W minioną sobotę, 7 października, na ulicy Modlińskiej w Warszawie, policjanci pełniąc służbę nieoznakowanym radiowozem, zauważyli kierowcę białego maserati, który z pasa do jazdy w prawo, pojechał na wprost. Od razu ruszyli za nim.
Po podjechaniu do kierującego, wskazali mu miejsce do bezpiecznego zatrzymania pojazdu. Gdy policjanci podchodzili do kontrolowanego pojazdu, nagle kierujący gwałtownie ruszył i zaczął oddalać się z miejsca kontroli. Funkcjonariusze od razu rozpoczęli pościg i używając sygnałów uprzywilejowania jechali za niebezpiecznie pędzącym pojazdem, który ciągle przyspieszał i wykonywał niebezpieczne manewry między innymi pojazdami - informuje policja w komunikacie.
Na nagraniu widzimy, jak kierowca wielokrotnie przejeżdżał przez skrzyżowania na czerwonym świetle, spychając inne pojazdy. Warto podkreślić, że na liczniku miał ponad 100 km/h.
Dalsza część artykułu pod materiałem wideo
Kierujący Maserati cały czas nie dawał za wygraną, w pewnej chwili zjechał na pas ruchu, po którym poruszali się policjanci i doprowadził do zdarzenia drogowego z radiowozem, po czym uciekał dalej - czytamy dalej.
Z przekazanych informacji wynika, że w międzyczasie do pościgu dołączyły inne radiowozy, zarówno oznakowane, jak i nieoznakowane. Jechały za kierującym, który pędził z nadmierną prędkością, naruszając przepisy ruchu drogowego.

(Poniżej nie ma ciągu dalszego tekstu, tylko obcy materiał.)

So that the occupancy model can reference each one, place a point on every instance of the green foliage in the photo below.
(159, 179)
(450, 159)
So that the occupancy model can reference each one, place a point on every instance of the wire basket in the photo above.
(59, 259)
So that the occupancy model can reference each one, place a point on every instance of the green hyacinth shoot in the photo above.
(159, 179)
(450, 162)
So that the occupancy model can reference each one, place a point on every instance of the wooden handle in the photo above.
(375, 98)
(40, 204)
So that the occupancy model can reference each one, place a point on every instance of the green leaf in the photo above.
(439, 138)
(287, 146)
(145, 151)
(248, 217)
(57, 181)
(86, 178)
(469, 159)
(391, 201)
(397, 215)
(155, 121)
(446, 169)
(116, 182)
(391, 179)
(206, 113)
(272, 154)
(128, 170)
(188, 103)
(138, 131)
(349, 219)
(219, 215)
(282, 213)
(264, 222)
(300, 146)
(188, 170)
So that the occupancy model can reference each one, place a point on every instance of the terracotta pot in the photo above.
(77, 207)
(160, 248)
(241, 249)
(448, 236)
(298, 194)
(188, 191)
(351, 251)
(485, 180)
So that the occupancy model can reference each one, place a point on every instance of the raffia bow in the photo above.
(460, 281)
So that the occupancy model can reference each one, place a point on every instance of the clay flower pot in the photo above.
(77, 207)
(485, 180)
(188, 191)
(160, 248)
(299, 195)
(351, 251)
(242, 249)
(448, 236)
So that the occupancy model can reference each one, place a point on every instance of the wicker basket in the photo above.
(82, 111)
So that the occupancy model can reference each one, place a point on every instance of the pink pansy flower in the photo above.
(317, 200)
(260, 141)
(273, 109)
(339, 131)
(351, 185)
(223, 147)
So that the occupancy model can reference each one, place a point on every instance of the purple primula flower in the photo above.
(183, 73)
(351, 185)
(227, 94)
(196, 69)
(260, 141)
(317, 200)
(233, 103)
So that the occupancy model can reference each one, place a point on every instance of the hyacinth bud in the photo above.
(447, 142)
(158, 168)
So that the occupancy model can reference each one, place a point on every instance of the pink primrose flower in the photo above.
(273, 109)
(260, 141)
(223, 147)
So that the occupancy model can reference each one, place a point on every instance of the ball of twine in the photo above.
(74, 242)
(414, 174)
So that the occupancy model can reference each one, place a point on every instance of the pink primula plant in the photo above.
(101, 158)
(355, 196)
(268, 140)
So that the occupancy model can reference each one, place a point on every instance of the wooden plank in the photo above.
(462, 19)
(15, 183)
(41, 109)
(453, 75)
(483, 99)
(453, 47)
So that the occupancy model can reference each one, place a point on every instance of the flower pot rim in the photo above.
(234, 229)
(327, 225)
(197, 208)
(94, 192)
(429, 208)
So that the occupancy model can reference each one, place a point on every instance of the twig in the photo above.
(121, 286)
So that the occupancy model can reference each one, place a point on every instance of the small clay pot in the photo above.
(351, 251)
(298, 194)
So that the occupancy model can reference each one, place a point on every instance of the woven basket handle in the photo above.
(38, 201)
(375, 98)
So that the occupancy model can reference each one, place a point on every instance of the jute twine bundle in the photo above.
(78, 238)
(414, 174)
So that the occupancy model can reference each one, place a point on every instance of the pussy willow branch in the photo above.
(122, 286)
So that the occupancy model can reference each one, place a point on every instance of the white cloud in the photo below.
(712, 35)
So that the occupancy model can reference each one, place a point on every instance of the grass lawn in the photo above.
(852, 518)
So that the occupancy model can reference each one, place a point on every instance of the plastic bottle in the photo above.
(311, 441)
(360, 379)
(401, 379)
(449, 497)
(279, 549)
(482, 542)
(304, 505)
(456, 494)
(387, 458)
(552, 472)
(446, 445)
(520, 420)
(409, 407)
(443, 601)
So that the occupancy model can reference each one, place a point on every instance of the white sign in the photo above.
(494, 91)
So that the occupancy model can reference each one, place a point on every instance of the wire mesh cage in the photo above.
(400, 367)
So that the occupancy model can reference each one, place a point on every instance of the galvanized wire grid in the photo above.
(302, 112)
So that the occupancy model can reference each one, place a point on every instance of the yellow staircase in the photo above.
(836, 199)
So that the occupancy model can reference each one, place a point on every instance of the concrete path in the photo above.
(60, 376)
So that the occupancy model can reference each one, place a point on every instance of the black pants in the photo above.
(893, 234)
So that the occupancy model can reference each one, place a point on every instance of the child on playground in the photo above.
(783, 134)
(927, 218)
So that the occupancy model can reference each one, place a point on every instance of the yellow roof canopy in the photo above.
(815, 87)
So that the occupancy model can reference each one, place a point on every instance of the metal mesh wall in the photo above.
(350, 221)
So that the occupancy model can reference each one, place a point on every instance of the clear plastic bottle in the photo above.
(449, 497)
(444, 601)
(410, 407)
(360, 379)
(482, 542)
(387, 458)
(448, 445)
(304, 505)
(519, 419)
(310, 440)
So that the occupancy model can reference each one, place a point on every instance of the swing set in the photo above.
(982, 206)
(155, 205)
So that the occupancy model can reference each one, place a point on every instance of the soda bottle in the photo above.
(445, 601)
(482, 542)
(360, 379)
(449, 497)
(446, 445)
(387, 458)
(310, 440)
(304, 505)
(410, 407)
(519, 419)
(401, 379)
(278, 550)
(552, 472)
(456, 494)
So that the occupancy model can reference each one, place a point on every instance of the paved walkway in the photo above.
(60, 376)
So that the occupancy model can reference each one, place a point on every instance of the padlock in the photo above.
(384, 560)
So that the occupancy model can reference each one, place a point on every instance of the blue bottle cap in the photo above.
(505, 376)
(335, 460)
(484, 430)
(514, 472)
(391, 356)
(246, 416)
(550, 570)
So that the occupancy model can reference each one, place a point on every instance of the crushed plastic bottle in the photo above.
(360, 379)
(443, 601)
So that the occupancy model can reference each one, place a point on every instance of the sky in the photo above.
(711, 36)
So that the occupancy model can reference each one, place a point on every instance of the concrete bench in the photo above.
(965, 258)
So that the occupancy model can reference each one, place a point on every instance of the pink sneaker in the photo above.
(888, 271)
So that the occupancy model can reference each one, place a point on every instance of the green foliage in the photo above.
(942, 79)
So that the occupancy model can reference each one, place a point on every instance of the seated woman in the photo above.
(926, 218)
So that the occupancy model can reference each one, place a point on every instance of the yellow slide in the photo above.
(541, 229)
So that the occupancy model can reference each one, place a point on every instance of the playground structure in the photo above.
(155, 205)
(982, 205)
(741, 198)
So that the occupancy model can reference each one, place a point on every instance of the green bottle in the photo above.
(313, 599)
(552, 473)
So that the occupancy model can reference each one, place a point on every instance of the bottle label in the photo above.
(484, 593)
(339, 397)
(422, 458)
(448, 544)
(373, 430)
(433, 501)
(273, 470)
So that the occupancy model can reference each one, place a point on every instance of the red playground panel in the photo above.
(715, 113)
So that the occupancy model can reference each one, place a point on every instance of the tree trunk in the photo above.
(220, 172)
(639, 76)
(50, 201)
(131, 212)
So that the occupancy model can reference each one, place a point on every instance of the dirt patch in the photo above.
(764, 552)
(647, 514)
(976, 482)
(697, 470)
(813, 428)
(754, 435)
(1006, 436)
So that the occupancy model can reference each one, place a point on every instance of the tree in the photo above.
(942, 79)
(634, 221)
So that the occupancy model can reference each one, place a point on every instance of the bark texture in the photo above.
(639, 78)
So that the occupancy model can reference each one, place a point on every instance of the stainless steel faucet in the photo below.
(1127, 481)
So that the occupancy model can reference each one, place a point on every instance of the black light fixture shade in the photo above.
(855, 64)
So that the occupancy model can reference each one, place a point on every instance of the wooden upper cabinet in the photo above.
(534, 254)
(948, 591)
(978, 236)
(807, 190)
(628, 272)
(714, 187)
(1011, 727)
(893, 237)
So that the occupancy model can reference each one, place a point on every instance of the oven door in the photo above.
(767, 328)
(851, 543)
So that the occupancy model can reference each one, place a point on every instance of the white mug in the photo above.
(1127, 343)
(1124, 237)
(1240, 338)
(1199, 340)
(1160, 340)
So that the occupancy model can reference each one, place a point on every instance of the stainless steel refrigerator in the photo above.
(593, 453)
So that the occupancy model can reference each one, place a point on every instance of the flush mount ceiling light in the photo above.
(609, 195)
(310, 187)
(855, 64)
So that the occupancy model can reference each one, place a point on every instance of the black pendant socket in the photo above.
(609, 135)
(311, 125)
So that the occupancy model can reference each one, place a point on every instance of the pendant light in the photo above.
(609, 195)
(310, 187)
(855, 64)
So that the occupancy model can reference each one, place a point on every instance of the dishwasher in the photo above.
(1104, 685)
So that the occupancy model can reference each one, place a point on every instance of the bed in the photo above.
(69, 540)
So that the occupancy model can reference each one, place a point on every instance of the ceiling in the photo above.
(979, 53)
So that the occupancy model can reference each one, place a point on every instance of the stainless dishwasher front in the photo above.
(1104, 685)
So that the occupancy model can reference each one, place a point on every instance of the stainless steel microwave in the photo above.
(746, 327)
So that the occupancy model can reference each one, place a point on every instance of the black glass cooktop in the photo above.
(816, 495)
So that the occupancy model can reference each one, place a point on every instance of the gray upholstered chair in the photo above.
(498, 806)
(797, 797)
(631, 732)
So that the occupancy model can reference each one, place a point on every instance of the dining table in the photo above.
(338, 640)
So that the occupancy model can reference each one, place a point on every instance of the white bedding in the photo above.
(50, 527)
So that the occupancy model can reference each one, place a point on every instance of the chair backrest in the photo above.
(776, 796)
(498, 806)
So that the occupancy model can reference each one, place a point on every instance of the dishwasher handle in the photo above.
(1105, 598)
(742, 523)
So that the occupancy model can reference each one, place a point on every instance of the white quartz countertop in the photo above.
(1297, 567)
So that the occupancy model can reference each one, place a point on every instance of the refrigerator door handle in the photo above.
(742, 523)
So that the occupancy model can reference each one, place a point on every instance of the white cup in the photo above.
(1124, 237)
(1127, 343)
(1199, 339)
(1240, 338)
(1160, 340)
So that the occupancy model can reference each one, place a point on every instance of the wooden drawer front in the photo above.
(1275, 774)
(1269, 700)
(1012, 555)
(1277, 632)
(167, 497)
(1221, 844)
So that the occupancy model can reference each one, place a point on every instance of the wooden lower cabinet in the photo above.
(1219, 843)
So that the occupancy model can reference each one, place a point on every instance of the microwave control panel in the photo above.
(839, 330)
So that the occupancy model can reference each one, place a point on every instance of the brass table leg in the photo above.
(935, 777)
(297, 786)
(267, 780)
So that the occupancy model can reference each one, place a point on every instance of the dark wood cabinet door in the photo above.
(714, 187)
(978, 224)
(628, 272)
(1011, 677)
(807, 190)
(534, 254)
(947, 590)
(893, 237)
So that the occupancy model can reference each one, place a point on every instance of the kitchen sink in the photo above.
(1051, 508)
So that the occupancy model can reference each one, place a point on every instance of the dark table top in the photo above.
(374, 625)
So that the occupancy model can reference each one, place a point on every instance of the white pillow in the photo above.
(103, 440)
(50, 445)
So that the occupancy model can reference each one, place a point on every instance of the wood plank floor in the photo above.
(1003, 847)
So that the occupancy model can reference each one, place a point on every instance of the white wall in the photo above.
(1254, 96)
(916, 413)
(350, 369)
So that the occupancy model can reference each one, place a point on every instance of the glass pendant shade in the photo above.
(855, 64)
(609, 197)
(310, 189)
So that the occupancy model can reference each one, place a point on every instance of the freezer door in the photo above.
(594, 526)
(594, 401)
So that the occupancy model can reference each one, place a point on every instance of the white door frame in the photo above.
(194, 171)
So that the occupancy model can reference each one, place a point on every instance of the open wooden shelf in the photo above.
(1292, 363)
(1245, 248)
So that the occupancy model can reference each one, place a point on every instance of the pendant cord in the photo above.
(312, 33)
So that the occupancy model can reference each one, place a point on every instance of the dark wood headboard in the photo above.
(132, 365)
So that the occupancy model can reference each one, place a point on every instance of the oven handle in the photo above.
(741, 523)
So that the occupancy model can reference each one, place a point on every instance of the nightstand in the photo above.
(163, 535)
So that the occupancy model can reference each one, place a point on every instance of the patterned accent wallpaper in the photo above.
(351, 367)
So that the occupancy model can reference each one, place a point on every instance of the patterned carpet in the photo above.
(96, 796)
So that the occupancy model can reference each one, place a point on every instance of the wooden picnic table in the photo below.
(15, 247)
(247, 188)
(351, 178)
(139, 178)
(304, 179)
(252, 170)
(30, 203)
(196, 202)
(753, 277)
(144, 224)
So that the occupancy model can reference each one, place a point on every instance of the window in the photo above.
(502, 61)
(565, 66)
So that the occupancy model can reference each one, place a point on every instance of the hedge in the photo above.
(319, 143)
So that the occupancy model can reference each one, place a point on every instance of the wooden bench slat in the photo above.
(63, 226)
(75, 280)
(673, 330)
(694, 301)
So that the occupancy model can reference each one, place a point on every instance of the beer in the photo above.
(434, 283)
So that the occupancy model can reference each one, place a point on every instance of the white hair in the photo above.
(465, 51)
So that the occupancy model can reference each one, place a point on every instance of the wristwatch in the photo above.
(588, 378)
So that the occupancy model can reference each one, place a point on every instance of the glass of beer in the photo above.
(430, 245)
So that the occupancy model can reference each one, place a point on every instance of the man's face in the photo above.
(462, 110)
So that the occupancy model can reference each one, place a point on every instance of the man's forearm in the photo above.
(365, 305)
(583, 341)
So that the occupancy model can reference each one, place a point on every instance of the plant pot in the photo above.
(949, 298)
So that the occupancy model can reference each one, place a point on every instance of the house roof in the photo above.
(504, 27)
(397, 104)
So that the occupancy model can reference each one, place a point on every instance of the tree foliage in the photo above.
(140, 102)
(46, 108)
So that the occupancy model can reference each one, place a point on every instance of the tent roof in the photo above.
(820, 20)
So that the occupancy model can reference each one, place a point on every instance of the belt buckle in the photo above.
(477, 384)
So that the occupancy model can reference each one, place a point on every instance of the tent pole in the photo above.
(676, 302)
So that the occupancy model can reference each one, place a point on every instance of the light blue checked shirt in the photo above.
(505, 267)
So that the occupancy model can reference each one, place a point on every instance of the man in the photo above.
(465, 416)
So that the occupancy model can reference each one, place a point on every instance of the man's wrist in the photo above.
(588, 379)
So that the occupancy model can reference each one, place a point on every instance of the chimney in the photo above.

Koniec pościgu nastąpił na wysokości nr 158 przy ulicy Modlińskiej, gdzie kierujący Maserati rozbił swój samochód, uderzając w tył innego pojazdu, wcześniej jeszcze uszkadzając kilka innych. Następnie wysiadł z pojazdu i kontynuował ucieczkę pieszo. Policjanci byli cały czas blisko i po krótkim pościgu zatrzymali kierującego - przekazali mundurowi.
Był pod wpływem alkoholu i miał cofnięte uprawnienia
37-letni mężczyzna został poddany badaniom na zawartość alkoholu w organizmie. "Okazało się, że ma około 2,5 promila. W trakcie kontroli policjanci znaleźli również zabronione substancje, które zabezpieczyli do dalszych badań" - poinformowano.
Mało tego po sprawdzeniu w systemach policyjnych okazało się, że 37-latek ma cofnięte uprawnienia do kierowania pojazdami.
Samochód, którym się poruszał, nie posiadał aktualnego obowiązkowego ubezpieczenia OC oraz badań technicznych i został odholowany na parking policyjny. Natomiast tablice rejestracyjne zamontowane w aucie pochodziły z innego pojazdu - podali.
Zarzuty
Podkreślmy, że w wyniku pościgu dwóch policjantów zostało lekko rannych i uszkodzono łącznie 8 pojazdów.
Prokurator Prokuratury Rejonowej Warszawa Praga-Północ przedstawił kierującemu Maserati cztery zarzuty i wystąpił do sądu z wnioskiem o tymczasowy areszt dla zatrzymanego - przekazano w komunikacie.